A realização deste trabalho permitiu-me perceber que no caso português o processo de transição política da ditadura para a democracia conduziu à eliminação dos privilégios monopolistas do setor capitalista português e à adoção de várias medidas socializantes, tais como: a apropriação pelo Estado dos setores chave da economia nacional (a banca, seguros, transportes, comunicações, celuloses e siderurgia foram nacionalizados); a intervenção do Estado na administração de pequenas e médias empresas, muitas delas focos de violenta agitação laboral, sendo acusadas de dificultarem o desenvolvimento económico de Portugal. Os antigos administradores, muito deles proprietários, foram afastados e substituídos por comissões administrativas que o Governo nomeava. Este foi um período de saneamentos e de fuga de importantes quadros para o Brasil; a reforma agrária que conduziu à expropriação institucional das grandes herdades, sendo a organização da sua exploração entregue a Unidades Coletivas de Produção; as grandes campanhas de dinamização cultural e cívica promovidas pelo MFA com o intuito de se explicar às populações que residiam no interior rural o significado da revolução, o valor da democracia, a importância do voto e os direitos dos trabalhadores e, por fim, as grandes conquistas dos trabalhadores, que viram a sua situação social e económica melhorar devido à conquista do direito à greve, à liberdade sindical, à instituição do salário mínimo, ao controlo dos preços dos bens de primeira necessidade, à redução do horário semanal de trabalho, à melhoria das pensões e das reformas... Aprendi ainda, com a elaboração deste trabalho, que o 25 de Novembro de 1975 é uma data importante neste processo de transição política pois marcou o fim da fase extremista do processo revolucionário. A revolução, a partir desta data, regressou aos princípios democráticos e pluralistas do 25 de Abril de 1974, que vieram a ser confirmados com a promulgação da Constituição de 1976.

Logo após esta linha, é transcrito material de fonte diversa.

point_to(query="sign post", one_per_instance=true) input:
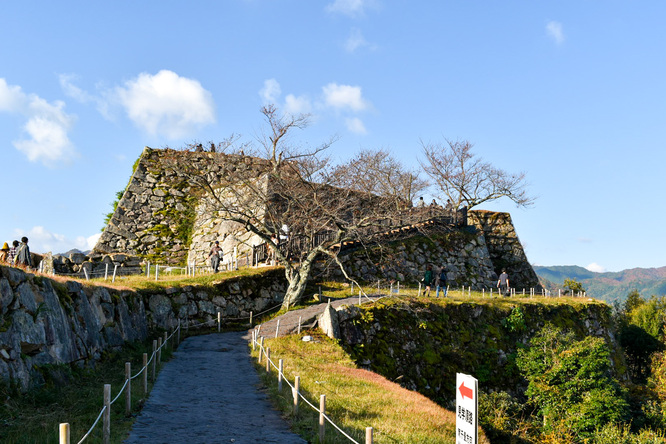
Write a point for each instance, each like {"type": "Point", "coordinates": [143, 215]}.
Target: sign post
{"type": "Point", "coordinates": [467, 409]}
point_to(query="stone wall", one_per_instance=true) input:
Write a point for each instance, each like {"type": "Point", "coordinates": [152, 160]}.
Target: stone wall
{"type": "Point", "coordinates": [473, 256]}
{"type": "Point", "coordinates": [424, 345]}
{"type": "Point", "coordinates": [162, 219]}
{"type": "Point", "coordinates": [504, 248]}
{"type": "Point", "coordinates": [47, 322]}
{"type": "Point", "coordinates": [464, 255]}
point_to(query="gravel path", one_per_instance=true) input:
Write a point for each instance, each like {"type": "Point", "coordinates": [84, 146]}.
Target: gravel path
{"type": "Point", "coordinates": [207, 394]}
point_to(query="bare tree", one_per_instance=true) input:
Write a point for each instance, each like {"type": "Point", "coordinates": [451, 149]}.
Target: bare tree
{"type": "Point", "coordinates": [468, 180]}
{"type": "Point", "coordinates": [378, 172]}
{"type": "Point", "coordinates": [288, 190]}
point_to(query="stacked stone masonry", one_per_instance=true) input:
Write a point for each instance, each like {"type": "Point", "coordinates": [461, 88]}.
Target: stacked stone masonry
{"type": "Point", "coordinates": [45, 322]}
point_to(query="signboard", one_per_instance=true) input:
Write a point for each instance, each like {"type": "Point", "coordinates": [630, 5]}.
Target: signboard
{"type": "Point", "coordinates": [467, 408]}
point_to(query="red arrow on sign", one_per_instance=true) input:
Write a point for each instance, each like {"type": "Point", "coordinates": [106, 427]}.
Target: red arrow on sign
{"type": "Point", "coordinates": [466, 391]}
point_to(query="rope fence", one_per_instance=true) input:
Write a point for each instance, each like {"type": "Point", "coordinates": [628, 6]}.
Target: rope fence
{"type": "Point", "coordinates": [387, 287]}
{"type": "Point", "coordinates": [105, 412]}
{"type": "Point", "coordinates": [297, 395]}
{"type": "Point", "coordinates": [393, 288]}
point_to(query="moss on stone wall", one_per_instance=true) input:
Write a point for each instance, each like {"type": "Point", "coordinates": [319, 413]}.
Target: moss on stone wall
{"type": "Point", "coordinates": [424, 343]}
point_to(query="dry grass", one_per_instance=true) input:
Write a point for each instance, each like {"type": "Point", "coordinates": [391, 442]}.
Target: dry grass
{"type": "Point", "coordinates": [355, 398]}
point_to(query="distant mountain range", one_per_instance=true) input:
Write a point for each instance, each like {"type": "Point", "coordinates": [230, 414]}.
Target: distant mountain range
{"type": "Point", "coordinates": [611, 286]}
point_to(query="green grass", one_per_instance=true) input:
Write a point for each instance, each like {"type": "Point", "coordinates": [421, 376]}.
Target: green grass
{"type": "Point", "coordinates": [355, 398]}
{"type": "Point", "coordinates": [75, 396]}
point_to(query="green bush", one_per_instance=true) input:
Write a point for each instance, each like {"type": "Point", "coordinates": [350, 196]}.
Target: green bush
{"type": "Point", "coordinates": [569, 383]}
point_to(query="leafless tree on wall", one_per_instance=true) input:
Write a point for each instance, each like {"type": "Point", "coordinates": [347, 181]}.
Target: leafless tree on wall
{"type": "Point", "coordinates": [467, 180]}
{"type": "Point", "coordinates": [296, 188]}
{"type": "Point", "coordinates": [378, 172]}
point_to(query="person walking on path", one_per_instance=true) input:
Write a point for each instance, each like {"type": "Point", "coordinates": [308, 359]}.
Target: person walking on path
{"type": "Point", "coordinates": [207, 394]}
{"type": "Point", "coordinates": [427, 280]}
{"type": "Point", "coordinates": [214, 256]}
{"type": "Point", "coordinates": [503, 283]}
{"type": "Point", "coordinates": [440, 282]}
{"type": "Point", "coordinates": [4, 253]}
{"type": "Point", "coordinates": [23, 257]}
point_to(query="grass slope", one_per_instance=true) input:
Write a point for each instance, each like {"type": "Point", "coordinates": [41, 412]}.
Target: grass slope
{"type": "Point", "coordinates": [355, 398]}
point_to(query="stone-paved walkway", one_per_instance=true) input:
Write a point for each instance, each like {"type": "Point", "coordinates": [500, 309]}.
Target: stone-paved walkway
{"type": "Point", "coordinates": [208, 393]}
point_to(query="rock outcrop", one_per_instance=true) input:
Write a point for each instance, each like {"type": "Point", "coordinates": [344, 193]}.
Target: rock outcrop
{"type": "Point", "coordinates": [45, 322]}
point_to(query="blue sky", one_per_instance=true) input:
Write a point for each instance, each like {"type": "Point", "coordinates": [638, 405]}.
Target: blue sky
{"type": "Point", "coordinates": [573, 93]}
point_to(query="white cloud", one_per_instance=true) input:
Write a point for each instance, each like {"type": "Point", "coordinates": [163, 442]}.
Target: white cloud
{"type": "Point", "coordinates": [270, 92]}
{"type": "Point", "coordinates": [42, 240]}
{"type": "Point", "coordinates": [12, 99]}
{"type": "Point", "coordinates": [355, 40]}
{"type": "Point", "coordinates": [352, 8]}
{"type": "Point", "coordinates": [167, 104]}
{"type": "Point", "coordinates": [355, 125]}
{"type": "Point", "coordinates": [596, 268]}
{"type": "Point", "coordinates": [344, 96]}
{"type": "Point", "coordinates": [47, 125]}
{"type": "Point", "coordinates": [76, 93]}
{"type": "Point", "coordinates": [555, 32]}
{"type": "Point", "coordinates": [297, 105]}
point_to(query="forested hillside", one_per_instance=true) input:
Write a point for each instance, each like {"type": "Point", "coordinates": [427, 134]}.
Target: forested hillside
{"type": "Point", "coordinates": [610, 286]}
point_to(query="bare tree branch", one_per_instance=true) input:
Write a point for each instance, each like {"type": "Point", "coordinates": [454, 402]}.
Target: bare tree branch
{"type": "Point", "coordinates": [466, 180]}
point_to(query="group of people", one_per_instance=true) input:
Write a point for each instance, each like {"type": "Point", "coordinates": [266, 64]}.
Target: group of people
{"type": "Point", "coordinates": [18, 254]}
{"type": "Point", "coordinates": [436, 278]}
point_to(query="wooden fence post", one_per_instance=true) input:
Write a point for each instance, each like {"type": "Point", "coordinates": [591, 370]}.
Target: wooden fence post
{"type": "Point", "coordinates": [64, 433]}
{"type": "Point", "coordinates": [128, 393]}
{"type": "Point", "coordinates": [145, 374]}
{"type": "Point", "coordinates": [178, 335]}
{"type": "Point", "coordinates": [106, 419]}
{"type": "Point", "coordinates": [322, 420]}
{"type": "Point", "coordinates": [295, 392]}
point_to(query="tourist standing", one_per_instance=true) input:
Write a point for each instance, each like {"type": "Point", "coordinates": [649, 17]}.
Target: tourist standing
{"type": "Point", "coordinates": [503, 283]}
{"type": "Point", "coordinates": [215, 256]}
{"type": "Point", "coordinates": [4, 253]}
{"type": "Point", "coordinates": [11, 256]}
{"type": "Point", "coordinates": [440, 281]}
{"type": "Point", "coordinates": [23, 257]}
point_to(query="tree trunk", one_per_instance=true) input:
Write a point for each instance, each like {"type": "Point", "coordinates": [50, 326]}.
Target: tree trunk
{"type": "Point", "coordinates": [297, 279]}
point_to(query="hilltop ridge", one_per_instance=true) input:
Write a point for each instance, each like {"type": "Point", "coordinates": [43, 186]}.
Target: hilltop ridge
{"type": "Point", "coordinates": [607, 286]}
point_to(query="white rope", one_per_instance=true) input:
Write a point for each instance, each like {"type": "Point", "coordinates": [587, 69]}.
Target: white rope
{"type": "Point", "coordinates": [138, 374]}
{"type": "Point", "coordinates": [120, 392]}
{"type": "Point", "coordinates": [93, 426]}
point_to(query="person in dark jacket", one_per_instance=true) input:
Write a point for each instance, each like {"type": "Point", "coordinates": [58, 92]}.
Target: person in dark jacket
{"type": "Point", "coordinates": [215, 256]}
{"type": "Point", "coordinates": [23, 257]}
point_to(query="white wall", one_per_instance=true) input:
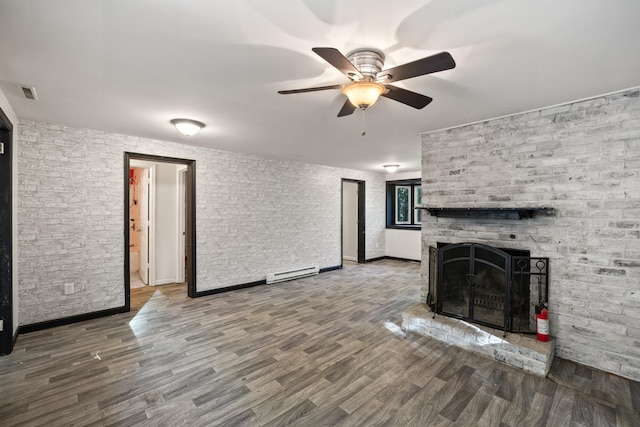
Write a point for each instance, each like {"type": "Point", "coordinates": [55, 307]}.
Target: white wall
{"type": "Point", "coordinates": [166, 223]}
{"type": "Point", "coordinates": [8, 111]}
{"type": "Point", "coordinates": [350, 221]}
{"type": "Point", "coordinates": [253, 215]}
{"type": "Point", "coordinates": [404, 244]}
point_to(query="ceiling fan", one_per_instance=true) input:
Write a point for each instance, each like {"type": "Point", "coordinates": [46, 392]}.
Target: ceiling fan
{"type": "Point", "coordinates": [369, 81]}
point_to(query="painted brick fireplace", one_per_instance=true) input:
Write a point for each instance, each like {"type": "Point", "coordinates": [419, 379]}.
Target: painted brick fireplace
{"type": "Point", "coordinates": [582, 162]}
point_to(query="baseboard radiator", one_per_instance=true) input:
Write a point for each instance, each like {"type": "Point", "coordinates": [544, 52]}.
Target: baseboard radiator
{"type": "Point", "coordinates": [295, 273]}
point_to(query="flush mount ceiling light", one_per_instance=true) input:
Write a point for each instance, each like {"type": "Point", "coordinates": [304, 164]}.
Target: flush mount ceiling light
{"type": "Point", "coordinates": [187, 127]}
{"type": "Point", "coordinates": [363, 94]}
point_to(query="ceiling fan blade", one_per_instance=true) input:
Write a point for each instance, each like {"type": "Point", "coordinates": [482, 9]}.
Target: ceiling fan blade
{"type": "Point", "coordinates": [431, 64]}
{"type": "Point", "coordinates": [407, 97]}
{"type": "Point", "coordinates": [338, 60]}
{"type": "Point", "coordinates": [309, 89]}
{"type": "Point", "coordinates": [347, 109]}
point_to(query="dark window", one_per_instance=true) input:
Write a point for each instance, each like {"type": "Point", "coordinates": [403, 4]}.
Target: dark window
{"type": "Point", "coordinates": [402, 198]}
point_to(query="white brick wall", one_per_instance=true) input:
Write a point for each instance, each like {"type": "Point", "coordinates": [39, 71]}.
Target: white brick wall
{"type": "Point", "coordinates": [583, 160]}
{"type": "Point", "coordinates": [253, 215]}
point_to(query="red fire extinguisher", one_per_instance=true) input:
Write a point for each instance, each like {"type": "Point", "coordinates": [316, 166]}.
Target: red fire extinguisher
{"type": "Point", "coordinates": [542, 323]}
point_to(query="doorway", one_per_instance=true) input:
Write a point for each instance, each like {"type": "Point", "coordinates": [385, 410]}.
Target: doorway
{"type": "Point", "coordinates": [7, 299]}
{"type": "Point", "coordinates": [353, 220]}
{"type": "Point", "coordinates": [147, 175]}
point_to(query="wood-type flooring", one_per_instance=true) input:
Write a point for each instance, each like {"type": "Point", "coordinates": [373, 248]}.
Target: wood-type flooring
{"type": "Point", "coordinates": [320, 351]}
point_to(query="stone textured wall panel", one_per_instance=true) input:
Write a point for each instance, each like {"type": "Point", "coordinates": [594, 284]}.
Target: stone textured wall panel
{"type": "Point", "coordinates": [253, 215]}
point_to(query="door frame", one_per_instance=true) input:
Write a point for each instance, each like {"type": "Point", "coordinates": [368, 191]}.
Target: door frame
{"type": "Point", "coordinates": [190, 221]}
{"type": "Point", "coordinates": [181, 179]}
{"type": "Point", "coordinates": [150, 170]}
{"type": "Point", "coordinates": [361, 218]}
{"type": "Point", "coordinates": [7, 338]}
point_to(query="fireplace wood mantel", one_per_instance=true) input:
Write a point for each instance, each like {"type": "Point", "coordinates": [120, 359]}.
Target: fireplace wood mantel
{"type": "Point", "coordinates": [495, 213]}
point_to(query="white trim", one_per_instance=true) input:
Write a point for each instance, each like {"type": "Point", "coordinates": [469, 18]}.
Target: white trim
{"type": "Point", "coordinates": [151, 256]}
{"type": "Point", "coordinates": [529, 111]}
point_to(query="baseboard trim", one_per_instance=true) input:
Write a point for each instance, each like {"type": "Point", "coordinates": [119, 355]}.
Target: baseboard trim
{"type": "Point", "coordinates": [250, 284]}
{"type": "Point", "coordinates": [230, 288]}
{"type": "Point", "coordinates": [24, 329]}
{"type": "Point", "coordinates": [402, 259]}
{"type": "Point", "coordinates": [33, 327]}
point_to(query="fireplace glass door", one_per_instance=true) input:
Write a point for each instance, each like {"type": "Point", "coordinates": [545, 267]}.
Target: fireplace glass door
{"type": "Point", "coordinates": [474, 283]}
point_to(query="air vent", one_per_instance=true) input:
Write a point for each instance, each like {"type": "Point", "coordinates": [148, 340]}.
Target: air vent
{"type": "Point", "coordinates": [29, 92]}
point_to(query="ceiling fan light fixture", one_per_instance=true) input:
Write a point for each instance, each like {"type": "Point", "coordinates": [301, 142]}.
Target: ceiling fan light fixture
{"type": "Point", "coordinates": [363, 94]}
{"type": "Point", "coordinates": [187, 127]}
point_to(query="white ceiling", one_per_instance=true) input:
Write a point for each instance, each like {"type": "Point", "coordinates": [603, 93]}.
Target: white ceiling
{"type": "Point", "coordinates": [129, 66]}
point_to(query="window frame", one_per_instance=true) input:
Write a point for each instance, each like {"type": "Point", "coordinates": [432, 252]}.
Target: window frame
{"type": "Point", "coordinates": [414, 217]}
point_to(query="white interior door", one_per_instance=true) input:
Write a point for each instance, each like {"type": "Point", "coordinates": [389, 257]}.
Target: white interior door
{"type": "Point", "coordinates": [181, 226]}
{"type": "Point", "coordinates": [350, 221]}
{"type": "Point", "coordinates": [144, 227]}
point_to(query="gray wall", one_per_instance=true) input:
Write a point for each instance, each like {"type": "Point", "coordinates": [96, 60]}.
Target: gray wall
{"type": "Point", "coordinates": [583, 160]}
{"type": "Point", "coordinates": [253, 215]}
{"type": "Point", "coordinates": [8, 111]}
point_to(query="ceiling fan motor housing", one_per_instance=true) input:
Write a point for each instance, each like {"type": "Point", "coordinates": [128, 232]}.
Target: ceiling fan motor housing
{"type": "Point", "coordinates": [368, 61]}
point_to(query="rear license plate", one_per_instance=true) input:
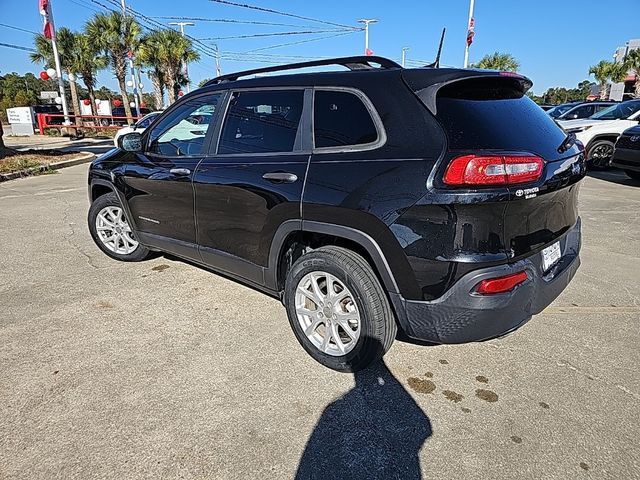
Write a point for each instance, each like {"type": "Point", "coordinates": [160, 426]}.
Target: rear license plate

Passados 45 anos da Revolução dos Cravos e estando as pessoas que vivenciaram este golpe militar a desaparecer é importante preservar a memória deste período tão importante da História de Portugal ouvindo e registando as memórias dos que ainda se encontram vivos.

No dia 25 de Abril começou a nascer uma democracia... No período que se lhe seguiu, os portugueses lutaram pelos seus direitos, manifestaram-se nas ruas, organizaram-se, passaram à legalidade os partidos clandestinos, exerceram o direito de falar, de escrever e de votar, de forma livre... A democracia nasceu com partidos e participação cívica... Não foi um nascimento fácil, nem o poderia ser, devido à longa duração do regime autoritário do Estado Novo e a uma guerra colonial, longa e ativa em três frentes distintas, em África.

A Revolução de Abril, tal como referido por Eduardo Lourenço, foi a "Revolução possível e lúcida" que abriu as portas à democracia.